Miss Archer flushed hotly.
“I—don’t—know,” she said, with a thoughtful pause between each word. “I am sure I did not mean it to sound so. The idea came to me to put it that way when I spoke of the ’commanding officer being held responsible.’ I’ll tear it up, if you say so, and go and tell him the whole story instead.” And she held it up between the thumb and forefinger of both hands as if to suit the act to her words.
“No! no!” “Send it as it is!” “It’s all right!” “He’ll understand!” cried several voices; though one weak sister murmured, with a plaintive sigh: “I’ll be glad when it’s all over.”
“This having to face a ‘court-martial’ was overlooked in planning the campaign, hey?” observed another, with a grimace.
“I don’t care! It was fun to hear those teachers tugging at their doors for dear life, and I have it from an eyewitness, when Johnson cut Miss Craigis loose she keeled over in the most undignified manner!” laughed a pert young miss, who was one of the giddiest in the class. “And, oh!” she went on, breathlessly, “did you see poor old Webb on the upper floor? It was perfectly killing! She had on that startling palm-leaf kimono—her false front had slipped down over one ear; she had her precious herbarium under one arm, her bird cage in one hand, and a huge hatbox in the other. She was frightened nearly out of her senses, and demanded, right and left, ’Young ladies, where is the fire? oh, where is the fire?’”
A merry shout greeted this graphic description, and it is to be feared that some of the delinquents were not as deeply impressed with the enormity of their recent insubordination as could have been desired.
“Sh! sh! do hush, girls!” cried Miss Archer, waving her paper to enjoin silence, “This will have to be nicely copied in ink, and you’ll all have to sign it again. And let me warn you,” she added, soberly, “you’d better keep pretty mum about last night, or we will get a bigger pill than will be comfortable to swallow.”

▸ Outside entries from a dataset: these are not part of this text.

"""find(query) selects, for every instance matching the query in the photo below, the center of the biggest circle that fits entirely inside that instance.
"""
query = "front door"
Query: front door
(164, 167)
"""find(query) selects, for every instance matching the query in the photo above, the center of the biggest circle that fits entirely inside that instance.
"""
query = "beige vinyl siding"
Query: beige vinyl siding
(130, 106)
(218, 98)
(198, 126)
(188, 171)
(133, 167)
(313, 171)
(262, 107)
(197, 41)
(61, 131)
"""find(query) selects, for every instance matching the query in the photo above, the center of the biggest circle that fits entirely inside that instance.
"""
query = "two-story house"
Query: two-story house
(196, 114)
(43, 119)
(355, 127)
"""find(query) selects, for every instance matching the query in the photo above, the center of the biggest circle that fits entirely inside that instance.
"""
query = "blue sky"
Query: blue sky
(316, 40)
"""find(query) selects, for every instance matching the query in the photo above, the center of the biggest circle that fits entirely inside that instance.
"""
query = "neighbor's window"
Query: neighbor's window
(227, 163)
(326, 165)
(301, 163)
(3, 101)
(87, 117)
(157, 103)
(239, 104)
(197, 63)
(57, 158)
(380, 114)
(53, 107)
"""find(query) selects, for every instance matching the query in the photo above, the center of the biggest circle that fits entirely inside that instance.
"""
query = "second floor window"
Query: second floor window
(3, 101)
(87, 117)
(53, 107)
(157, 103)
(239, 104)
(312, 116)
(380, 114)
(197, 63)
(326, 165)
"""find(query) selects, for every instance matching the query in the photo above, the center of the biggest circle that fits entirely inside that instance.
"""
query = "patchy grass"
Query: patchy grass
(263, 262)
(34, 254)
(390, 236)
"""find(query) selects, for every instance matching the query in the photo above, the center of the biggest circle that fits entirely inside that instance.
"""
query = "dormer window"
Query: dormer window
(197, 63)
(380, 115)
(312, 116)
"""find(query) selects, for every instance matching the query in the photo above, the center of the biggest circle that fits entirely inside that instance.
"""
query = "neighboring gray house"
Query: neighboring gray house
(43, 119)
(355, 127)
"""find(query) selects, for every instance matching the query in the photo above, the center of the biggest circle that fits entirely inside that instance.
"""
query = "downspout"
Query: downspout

She seated herself at the table again and made a neat copy of her document, after which the signatures were carefully appended, then the meeting was dismissed, and the “captain” of the disorderly sophomores went directly to Prof. Seabrook’s study.
It was very nearly supper time, and she had reasoned that he would issue an order, at the table, for the class to meet him in one of the recitation rooms, in the near future, to give the guilty ones an opportunity for confession; and her plan was to forestall this summons with the paper she had prepared.
When, in response to her knock, he bade her “come in,” it must be confessed that she opened the door with fear and trembling; while something in her bearing and the tense lines of her face at once aroused a suspicion of the nature of her errand in the principal’s mind.